Ni la frivolidad con que la izquierda ha coqueteado con alguna reforma constitucional sin asumir el requisito del consenso ni el inmanentismo a menudo cerril con que la derecha se ha negado a tocar una letra de la Carta Magna, inspiran demasiada confianza. Esas actitudes van a contracorriente del ‘patriotismo constitucional’, aquel concepto de Dolf Sternberger y Jürgen Habermas que en definitiva sostenía que el patriotismo no está en las banderas o los himnos, en los iconos étnicos o los hitos totémicos de la Historia, sino en los grandes valores democráticos de la Constitución. Esos valores son los que dan identidad, cohesión social y voluntad colectiva de progreso. Pero en España, desde 1978 hasta aquí, precisamente lo que se ha perdido en mayor medida son los valores constitucionales del consenso tolerante con los que se encontraron puntos de entendimiento tras décadas de ruptura social.

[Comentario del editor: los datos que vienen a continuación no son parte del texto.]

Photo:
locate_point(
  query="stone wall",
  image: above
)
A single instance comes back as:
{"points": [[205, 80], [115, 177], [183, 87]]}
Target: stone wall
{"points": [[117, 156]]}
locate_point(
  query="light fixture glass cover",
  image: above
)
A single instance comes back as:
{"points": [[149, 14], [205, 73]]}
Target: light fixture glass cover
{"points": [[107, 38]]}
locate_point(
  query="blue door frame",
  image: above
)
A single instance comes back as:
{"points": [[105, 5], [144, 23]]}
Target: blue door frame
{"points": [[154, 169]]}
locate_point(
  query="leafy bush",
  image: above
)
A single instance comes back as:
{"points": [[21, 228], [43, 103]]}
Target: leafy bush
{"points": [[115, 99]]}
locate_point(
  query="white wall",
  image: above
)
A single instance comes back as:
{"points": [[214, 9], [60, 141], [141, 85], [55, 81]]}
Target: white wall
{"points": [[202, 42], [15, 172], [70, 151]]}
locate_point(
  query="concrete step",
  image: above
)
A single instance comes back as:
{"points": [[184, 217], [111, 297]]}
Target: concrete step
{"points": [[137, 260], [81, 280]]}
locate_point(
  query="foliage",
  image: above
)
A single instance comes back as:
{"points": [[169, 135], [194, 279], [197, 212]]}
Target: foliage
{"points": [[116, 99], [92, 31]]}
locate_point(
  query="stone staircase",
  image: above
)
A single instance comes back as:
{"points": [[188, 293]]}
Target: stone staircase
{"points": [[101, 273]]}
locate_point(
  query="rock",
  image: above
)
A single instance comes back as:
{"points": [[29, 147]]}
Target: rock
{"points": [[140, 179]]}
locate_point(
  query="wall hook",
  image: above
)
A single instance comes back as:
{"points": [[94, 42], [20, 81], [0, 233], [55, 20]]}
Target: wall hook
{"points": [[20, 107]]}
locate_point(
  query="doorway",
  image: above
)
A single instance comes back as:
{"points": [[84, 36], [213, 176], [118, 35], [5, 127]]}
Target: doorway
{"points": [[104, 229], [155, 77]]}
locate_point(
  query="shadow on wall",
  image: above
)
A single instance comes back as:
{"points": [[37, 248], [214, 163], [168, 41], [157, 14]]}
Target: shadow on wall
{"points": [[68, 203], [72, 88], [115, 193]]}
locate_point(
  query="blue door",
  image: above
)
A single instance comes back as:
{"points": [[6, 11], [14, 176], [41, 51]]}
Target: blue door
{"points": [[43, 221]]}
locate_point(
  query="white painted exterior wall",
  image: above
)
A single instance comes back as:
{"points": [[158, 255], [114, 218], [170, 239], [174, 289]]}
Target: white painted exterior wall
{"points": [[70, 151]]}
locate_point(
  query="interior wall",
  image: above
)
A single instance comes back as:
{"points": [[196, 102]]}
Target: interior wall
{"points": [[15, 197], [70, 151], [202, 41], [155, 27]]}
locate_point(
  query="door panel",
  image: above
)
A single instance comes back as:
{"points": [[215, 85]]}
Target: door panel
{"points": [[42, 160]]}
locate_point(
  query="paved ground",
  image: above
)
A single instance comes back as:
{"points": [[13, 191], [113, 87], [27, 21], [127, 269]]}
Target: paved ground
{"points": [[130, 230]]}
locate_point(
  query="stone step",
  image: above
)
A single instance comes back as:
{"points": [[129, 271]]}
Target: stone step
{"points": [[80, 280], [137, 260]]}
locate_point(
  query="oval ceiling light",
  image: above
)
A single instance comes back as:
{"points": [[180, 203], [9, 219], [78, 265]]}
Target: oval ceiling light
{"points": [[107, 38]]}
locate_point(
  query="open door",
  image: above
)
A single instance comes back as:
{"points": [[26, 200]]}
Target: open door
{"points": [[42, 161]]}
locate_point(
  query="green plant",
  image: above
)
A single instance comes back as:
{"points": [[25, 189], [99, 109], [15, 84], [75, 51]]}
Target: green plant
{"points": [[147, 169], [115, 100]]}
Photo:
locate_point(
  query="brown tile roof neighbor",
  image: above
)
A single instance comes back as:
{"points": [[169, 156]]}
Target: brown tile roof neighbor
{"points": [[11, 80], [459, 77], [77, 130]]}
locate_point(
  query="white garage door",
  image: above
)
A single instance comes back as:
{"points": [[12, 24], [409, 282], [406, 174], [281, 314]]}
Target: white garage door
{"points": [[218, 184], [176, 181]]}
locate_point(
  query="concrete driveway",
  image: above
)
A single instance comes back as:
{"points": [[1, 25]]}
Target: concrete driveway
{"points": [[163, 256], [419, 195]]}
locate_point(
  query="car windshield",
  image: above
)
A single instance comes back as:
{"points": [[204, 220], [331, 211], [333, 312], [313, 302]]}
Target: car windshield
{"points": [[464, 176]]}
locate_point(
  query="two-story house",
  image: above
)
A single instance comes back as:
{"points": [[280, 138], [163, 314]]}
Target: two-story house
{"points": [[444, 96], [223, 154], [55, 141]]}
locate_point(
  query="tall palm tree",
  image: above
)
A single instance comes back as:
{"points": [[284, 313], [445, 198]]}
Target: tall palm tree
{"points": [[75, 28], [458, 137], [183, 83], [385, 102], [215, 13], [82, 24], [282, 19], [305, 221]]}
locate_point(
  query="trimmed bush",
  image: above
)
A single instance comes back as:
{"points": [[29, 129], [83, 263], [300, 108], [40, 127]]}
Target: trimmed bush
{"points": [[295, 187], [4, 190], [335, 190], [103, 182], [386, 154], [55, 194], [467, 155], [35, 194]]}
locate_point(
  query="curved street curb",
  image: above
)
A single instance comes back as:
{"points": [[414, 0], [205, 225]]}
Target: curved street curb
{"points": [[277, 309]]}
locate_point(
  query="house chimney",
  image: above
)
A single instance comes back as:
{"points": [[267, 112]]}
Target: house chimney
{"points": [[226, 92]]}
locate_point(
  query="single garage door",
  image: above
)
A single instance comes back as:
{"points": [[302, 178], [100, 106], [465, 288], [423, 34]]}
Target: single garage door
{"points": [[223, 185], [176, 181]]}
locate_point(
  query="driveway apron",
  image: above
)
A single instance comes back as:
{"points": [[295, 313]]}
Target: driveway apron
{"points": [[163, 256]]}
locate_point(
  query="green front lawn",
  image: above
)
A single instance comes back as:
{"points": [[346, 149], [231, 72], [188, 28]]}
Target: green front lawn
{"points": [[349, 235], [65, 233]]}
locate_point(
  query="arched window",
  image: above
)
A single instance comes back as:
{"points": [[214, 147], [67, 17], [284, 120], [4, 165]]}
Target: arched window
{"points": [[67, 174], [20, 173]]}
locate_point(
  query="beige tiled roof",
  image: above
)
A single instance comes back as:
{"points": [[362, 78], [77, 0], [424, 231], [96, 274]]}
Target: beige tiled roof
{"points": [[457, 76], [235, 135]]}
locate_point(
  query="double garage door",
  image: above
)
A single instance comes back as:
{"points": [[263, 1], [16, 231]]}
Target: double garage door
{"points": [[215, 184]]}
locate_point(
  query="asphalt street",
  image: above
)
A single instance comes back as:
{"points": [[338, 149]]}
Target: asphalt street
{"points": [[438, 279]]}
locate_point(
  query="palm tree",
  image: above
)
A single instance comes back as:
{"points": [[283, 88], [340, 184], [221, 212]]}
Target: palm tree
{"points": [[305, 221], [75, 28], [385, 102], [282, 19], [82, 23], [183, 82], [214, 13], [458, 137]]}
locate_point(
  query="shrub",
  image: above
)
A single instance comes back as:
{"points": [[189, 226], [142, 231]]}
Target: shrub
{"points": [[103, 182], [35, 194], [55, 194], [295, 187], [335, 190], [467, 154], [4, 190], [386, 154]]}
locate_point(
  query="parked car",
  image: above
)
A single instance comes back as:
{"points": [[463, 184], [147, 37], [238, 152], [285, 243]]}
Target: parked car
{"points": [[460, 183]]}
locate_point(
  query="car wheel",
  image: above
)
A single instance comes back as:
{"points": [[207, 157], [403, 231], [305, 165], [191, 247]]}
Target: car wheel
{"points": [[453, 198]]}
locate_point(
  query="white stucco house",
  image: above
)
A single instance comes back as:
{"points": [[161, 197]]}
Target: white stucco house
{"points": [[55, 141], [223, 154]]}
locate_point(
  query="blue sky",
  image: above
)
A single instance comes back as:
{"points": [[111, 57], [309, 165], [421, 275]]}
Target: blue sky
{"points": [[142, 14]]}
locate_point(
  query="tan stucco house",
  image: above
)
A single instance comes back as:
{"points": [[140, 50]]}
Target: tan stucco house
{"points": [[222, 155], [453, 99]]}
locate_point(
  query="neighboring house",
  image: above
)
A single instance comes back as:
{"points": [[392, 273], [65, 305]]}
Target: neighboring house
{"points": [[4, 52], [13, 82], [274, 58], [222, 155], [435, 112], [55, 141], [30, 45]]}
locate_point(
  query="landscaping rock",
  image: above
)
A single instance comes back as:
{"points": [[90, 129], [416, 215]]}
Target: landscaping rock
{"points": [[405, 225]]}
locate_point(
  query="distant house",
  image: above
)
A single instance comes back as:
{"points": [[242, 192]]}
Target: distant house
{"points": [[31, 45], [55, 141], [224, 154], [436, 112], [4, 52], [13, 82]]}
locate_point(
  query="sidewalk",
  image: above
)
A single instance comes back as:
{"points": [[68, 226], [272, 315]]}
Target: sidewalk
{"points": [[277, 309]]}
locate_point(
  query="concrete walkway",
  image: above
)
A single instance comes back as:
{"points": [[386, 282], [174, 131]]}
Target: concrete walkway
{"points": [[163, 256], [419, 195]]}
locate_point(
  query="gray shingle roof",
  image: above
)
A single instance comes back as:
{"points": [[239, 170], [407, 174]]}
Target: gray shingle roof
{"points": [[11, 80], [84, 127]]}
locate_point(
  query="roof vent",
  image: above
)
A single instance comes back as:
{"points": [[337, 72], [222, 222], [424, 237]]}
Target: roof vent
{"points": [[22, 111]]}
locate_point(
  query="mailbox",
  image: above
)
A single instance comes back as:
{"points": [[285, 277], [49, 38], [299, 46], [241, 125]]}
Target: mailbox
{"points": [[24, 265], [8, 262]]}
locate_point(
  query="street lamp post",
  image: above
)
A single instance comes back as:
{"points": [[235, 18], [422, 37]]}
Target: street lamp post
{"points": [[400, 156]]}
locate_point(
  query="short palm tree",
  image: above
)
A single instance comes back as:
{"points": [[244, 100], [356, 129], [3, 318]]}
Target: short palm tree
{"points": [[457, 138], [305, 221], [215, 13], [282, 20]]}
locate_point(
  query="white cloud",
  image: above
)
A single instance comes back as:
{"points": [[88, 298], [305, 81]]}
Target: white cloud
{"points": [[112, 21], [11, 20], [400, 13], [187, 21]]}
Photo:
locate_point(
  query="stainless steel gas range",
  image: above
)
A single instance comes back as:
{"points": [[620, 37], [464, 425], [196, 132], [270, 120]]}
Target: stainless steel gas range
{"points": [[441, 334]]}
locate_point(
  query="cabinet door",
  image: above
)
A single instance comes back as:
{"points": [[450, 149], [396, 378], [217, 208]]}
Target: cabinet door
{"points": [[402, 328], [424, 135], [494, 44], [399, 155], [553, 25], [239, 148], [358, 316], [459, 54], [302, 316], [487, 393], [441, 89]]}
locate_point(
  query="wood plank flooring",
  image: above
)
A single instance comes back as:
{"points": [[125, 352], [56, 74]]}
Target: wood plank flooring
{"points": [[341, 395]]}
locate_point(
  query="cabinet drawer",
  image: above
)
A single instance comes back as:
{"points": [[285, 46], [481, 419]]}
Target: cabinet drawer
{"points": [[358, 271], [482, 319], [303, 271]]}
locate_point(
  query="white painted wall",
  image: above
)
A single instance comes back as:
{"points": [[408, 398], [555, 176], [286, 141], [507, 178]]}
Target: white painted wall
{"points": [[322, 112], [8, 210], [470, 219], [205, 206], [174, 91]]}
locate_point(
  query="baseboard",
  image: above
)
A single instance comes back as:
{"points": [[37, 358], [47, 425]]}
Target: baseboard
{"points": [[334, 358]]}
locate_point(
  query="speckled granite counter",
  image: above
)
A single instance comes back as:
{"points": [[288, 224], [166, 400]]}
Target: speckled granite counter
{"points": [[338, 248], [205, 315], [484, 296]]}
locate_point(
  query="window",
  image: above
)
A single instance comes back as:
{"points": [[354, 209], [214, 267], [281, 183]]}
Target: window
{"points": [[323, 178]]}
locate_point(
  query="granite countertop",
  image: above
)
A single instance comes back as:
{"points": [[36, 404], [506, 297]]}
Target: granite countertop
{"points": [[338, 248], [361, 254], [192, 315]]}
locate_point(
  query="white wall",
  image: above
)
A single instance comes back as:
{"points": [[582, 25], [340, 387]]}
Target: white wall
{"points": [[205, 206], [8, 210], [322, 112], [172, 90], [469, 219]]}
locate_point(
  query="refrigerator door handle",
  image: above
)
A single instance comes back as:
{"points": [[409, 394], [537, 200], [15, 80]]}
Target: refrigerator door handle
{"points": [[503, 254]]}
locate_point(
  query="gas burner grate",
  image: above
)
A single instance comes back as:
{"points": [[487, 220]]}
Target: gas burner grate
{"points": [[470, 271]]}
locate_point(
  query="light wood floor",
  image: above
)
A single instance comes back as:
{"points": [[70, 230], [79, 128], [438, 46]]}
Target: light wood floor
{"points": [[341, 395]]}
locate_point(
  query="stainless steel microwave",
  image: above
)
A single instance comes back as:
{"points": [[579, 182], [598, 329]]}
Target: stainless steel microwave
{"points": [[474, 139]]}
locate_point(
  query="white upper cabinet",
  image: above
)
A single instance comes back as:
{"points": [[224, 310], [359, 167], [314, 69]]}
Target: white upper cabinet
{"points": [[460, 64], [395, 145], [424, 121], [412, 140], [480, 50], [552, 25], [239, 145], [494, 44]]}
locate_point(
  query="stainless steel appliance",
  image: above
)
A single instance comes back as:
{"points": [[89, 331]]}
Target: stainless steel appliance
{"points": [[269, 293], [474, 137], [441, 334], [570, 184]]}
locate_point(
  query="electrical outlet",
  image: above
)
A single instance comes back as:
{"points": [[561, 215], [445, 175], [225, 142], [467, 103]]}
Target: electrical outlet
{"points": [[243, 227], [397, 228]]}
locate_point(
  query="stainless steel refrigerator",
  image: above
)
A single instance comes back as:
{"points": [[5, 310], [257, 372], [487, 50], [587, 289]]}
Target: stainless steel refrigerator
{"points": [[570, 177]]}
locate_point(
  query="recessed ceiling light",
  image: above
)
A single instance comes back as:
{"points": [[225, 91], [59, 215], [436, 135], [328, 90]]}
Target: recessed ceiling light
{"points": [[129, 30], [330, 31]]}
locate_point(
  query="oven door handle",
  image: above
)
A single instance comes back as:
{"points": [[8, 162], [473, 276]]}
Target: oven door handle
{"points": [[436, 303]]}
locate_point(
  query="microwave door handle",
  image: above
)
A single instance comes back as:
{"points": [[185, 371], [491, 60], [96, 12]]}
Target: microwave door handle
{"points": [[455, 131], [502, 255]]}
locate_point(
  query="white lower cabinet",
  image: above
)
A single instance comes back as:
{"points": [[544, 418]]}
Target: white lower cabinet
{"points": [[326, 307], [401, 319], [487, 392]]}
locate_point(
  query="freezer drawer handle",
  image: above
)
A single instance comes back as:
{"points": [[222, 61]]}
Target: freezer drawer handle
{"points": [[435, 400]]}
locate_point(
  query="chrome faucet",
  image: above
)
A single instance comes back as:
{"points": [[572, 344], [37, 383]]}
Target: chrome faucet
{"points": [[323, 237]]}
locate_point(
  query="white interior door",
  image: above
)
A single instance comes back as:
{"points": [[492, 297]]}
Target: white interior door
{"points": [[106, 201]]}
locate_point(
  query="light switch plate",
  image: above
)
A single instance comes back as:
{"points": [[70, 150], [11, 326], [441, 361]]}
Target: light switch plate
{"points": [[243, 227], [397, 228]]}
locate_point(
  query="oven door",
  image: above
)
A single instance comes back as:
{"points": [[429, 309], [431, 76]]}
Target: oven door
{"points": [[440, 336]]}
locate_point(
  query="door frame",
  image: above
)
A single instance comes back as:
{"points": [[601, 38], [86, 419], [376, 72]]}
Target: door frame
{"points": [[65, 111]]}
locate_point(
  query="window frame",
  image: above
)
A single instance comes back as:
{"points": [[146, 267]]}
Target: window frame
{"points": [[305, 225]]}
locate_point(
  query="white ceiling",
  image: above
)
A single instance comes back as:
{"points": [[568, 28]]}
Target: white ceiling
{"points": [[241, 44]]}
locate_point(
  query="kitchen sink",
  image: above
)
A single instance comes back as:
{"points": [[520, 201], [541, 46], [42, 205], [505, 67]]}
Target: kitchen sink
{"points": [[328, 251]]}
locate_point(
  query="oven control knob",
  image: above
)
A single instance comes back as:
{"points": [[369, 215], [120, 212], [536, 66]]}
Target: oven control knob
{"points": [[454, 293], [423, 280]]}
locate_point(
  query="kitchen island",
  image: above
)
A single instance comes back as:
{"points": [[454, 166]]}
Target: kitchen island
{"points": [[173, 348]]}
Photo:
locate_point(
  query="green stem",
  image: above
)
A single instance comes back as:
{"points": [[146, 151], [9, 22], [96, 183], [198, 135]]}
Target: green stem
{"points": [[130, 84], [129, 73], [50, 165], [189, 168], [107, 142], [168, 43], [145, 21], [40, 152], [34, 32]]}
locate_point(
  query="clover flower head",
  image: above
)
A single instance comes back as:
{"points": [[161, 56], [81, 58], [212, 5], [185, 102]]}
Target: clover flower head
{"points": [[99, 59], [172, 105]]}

A estas alturas el problema ya no es encontrar consensos para reformar la Constitución, sino encontrar simplemente consensos. Los grandes partidos cada vez más sectarios han renunciado a las políticas de Estado, y las estrategias nacionalistas son dinamiteras. Hace tres décadas, hubo suficiente generosidad para desmontar la herrumbrosa maquinaria del franquismo; y ahora ya no queda ni para consensuar una ley menor. Dadas las circunstancias, casi parece lógico celebrar el día de la Constitución con una velada insustancial para no tener que mirarse al espejo incómodo de esta realidad.